Over recent years, developers and researchers have made progress in efficiently building AI applications. Google Research has contributed to this effort by providing easy-to-use embedding APIs for radiology, digital pathology and dermatology to help AI developers train models in these domains with less data and compute. However, these applications have been restricted to 2D imaging, while physicians often use 3D imaging for complex diagnostic decision-making. For example, computed tomography (CT) scans are the most common 3D medical imaging modality, with over 70 million CT exams conducted each year in the USA alone. CT scans are often essential for a variety of critical patient imaging evaluations, such as lung cancer screening, evaluation for acute neurological conditions, cardiac and trauma imaging, and follow-up on abnormal X-ray findings. Because they are volumetric, CT scans are more involved and time-consuming for radiologists to interpret compared to 2D X-rays. Similarly, given their size and structure, CT scans also require more storage and compute resources for AI model development.
CT scans are commonly stored as a series of 2D images in the standard DICOM format for medical images. These images are then recomposed into a 3D volume for either viewing or further processing. In 2018, we developed a state-of-the-art chest lung cancer detection research model trained on low dose chest CT images. We’ve subsequently improved the model, tested it in clinically realistic workflows and extended this model to classify incidental pulmonary nodules. We’ve partnered with both Aidence in Europe and Apollo Radiology International in India to productionize and deploy this model. Building on this work, our team explored multimodal interpretation of head CT scans through automated report generation, which we described in our Med-Gemini publication earlier this year.

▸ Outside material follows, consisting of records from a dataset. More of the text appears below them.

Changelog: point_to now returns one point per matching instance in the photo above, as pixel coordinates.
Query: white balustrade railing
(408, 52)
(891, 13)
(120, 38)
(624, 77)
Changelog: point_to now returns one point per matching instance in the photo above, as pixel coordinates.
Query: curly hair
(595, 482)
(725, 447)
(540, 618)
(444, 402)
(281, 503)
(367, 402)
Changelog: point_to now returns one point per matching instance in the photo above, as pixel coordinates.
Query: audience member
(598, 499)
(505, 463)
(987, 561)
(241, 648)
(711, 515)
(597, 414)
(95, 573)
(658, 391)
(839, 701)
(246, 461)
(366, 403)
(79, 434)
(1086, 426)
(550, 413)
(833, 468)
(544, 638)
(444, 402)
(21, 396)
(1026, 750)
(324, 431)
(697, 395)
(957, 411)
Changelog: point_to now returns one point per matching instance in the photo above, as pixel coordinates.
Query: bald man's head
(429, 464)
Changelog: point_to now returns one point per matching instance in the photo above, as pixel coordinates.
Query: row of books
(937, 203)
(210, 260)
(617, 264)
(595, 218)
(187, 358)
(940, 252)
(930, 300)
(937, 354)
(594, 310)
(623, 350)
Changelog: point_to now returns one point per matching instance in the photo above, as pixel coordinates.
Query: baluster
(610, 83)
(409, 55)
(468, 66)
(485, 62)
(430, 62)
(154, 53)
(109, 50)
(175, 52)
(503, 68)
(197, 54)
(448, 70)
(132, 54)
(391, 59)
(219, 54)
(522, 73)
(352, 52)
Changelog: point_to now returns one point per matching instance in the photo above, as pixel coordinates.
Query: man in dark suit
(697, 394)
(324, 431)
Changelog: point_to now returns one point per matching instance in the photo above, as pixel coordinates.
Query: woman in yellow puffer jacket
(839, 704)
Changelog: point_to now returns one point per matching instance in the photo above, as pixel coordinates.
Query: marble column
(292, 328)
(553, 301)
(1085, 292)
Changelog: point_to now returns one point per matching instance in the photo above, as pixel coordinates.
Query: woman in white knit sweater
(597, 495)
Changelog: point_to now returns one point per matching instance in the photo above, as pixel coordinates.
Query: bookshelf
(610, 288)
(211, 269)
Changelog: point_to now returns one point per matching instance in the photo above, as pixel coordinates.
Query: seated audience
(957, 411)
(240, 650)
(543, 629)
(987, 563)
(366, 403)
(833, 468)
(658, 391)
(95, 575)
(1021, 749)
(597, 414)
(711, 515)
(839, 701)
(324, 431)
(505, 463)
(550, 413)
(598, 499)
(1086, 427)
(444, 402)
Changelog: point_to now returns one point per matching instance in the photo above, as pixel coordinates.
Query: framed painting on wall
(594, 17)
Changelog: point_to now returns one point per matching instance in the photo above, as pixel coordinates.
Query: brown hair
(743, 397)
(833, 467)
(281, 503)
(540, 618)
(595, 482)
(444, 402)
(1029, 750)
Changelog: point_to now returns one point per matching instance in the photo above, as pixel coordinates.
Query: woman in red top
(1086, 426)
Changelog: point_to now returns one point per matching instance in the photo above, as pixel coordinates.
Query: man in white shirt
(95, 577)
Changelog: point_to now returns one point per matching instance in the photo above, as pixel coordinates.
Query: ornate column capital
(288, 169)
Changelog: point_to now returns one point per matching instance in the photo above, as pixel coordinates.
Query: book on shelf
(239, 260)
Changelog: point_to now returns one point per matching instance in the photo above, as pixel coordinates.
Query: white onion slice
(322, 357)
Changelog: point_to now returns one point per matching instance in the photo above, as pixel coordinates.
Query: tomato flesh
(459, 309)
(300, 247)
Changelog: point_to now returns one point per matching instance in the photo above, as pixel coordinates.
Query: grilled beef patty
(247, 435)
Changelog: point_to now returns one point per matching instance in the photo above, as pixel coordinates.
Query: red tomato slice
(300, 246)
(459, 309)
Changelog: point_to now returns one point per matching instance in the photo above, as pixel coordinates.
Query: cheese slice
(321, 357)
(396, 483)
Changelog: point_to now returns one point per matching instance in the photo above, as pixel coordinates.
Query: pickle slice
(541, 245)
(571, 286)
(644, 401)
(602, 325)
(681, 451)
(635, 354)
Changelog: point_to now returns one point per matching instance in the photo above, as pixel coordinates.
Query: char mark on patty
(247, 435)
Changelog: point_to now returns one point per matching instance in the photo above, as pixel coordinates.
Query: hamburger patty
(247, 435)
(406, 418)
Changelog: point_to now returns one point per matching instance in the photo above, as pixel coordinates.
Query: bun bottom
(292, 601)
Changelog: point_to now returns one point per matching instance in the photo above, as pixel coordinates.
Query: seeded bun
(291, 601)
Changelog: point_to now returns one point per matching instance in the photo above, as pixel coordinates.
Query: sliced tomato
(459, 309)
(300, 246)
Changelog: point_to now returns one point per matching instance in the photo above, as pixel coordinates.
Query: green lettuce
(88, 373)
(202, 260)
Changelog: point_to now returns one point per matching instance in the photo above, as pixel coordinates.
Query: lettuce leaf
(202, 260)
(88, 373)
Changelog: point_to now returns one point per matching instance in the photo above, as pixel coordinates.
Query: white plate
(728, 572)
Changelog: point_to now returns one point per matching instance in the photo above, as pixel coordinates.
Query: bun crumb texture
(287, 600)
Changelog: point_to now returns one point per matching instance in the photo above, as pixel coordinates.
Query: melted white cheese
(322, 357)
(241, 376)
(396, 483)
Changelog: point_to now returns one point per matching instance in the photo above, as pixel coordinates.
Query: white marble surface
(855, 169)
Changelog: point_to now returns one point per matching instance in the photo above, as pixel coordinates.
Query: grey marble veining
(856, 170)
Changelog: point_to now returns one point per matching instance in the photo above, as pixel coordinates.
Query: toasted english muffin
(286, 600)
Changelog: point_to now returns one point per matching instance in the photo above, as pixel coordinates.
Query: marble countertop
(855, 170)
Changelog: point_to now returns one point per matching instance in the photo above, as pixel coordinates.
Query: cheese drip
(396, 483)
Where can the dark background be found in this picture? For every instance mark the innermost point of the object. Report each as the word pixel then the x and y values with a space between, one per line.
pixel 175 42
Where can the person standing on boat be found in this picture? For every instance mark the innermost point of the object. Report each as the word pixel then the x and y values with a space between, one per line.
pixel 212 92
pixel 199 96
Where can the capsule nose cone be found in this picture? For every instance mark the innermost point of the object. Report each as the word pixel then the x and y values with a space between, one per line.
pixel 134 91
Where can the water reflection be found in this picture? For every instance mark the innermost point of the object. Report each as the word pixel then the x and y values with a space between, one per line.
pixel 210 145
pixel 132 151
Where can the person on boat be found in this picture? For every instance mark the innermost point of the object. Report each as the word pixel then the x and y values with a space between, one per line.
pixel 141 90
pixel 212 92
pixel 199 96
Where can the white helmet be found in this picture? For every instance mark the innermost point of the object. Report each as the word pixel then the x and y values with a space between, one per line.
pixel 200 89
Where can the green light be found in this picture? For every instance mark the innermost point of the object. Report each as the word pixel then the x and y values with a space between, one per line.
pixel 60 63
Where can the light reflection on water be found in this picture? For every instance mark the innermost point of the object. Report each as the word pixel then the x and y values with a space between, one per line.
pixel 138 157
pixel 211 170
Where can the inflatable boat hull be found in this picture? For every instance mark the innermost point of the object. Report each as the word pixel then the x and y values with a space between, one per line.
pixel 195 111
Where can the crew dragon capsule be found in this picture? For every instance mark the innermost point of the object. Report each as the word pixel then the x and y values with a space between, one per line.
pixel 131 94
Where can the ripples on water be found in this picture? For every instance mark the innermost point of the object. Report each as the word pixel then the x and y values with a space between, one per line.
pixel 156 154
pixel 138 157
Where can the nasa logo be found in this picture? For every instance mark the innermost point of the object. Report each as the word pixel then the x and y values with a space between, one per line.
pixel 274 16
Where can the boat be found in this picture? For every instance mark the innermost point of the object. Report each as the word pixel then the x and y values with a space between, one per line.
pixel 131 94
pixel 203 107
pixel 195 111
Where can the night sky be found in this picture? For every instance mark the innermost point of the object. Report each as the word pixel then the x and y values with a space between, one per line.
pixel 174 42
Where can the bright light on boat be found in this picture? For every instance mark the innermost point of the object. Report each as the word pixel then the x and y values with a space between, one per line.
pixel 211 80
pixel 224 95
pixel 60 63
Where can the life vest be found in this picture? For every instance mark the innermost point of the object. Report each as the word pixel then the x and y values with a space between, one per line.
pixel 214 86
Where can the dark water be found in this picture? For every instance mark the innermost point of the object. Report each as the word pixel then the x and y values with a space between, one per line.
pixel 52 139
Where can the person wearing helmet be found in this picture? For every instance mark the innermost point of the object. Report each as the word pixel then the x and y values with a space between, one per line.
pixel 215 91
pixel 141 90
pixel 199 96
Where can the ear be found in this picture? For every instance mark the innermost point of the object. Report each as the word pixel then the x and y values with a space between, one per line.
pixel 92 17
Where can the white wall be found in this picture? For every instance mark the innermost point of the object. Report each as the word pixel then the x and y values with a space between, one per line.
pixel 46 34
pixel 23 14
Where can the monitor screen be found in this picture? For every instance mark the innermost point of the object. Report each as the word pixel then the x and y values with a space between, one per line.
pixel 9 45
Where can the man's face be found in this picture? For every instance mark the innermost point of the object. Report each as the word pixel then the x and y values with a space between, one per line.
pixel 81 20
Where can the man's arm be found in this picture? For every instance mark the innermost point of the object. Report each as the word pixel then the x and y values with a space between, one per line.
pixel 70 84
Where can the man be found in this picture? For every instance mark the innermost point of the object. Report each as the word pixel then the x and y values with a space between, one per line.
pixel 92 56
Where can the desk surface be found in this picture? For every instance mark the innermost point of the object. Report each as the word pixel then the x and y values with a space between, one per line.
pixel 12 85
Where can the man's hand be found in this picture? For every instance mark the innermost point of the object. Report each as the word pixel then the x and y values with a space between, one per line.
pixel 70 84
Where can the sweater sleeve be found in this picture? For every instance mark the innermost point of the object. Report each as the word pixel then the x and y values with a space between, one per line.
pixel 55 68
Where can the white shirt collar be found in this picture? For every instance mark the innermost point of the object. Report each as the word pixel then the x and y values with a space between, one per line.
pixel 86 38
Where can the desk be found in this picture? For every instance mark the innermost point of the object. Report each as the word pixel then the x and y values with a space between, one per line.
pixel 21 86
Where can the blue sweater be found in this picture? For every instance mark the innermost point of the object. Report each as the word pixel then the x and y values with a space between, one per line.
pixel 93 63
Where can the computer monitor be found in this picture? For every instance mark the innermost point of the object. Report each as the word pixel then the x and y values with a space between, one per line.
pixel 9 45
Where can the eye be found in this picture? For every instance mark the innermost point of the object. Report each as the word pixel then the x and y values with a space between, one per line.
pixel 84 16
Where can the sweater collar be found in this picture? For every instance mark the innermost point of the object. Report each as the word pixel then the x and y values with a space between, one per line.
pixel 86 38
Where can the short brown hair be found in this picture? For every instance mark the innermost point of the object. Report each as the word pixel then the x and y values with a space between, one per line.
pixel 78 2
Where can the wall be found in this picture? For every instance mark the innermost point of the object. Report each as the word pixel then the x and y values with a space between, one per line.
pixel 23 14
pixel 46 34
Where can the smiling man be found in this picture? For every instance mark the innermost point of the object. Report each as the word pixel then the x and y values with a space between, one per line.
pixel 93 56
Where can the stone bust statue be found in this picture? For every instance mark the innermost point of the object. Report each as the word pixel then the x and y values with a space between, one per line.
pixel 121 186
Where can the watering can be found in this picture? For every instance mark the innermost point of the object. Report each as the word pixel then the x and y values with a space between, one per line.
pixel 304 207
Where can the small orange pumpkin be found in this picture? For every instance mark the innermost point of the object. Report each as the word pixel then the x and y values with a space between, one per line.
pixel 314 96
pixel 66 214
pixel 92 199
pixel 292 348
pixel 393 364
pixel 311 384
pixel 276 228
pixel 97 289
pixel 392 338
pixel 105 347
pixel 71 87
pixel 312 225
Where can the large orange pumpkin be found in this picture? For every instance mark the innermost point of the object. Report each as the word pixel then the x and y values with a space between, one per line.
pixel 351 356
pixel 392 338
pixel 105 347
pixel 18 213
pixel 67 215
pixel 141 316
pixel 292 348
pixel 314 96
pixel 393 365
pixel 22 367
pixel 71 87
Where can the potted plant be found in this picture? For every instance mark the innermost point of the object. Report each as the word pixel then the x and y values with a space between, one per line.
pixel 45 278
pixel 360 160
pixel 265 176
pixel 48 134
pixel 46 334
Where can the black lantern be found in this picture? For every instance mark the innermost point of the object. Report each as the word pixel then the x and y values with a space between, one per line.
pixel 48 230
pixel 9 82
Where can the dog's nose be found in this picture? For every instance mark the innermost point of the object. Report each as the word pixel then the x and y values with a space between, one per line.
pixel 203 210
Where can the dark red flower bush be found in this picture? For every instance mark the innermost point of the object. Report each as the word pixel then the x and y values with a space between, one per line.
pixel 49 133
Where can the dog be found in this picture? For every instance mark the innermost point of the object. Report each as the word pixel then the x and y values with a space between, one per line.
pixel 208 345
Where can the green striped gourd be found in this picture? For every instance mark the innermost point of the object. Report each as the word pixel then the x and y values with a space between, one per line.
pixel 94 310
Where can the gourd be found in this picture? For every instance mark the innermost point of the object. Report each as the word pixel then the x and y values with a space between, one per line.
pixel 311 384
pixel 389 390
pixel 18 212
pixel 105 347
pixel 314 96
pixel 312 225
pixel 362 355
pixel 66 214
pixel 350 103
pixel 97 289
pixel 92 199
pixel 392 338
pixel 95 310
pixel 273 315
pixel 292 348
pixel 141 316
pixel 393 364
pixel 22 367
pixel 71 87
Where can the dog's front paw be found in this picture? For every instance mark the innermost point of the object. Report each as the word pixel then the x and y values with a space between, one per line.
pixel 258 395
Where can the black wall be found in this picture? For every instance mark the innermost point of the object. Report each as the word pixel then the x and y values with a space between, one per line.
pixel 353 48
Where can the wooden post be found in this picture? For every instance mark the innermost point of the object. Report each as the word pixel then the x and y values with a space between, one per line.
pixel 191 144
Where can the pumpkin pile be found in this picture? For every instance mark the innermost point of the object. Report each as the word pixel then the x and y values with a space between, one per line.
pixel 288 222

Based on our direct experience with the difficulties of training AI models for 3D medical modalities, coupled with CT’s importance in diagnostic medicine, we designed a tool that allows researchers and developers to more easily build models for CT studies across different body parts. Today we announce the release of CT Foundation, a new research medical imaging embedding tool that accepts a CT volume as input and returns a small, information-rich numerical embedding that can be used for rapidly training models with little data. We developed this model for research purposes only and as such it may not be used in patient care, and is not intended to be used to diagnose, cure, mitigate, treat, or prevent a disease. For example, the model and any embeddings may not be used as a medical device. Interested developers and researchers can request access to the CT Foundation API, and use it for research purposes at no cost. We have included a demo notebook on training a model for lung cancer detection using the publicly available NLST data from The Cancer Imaging Archive.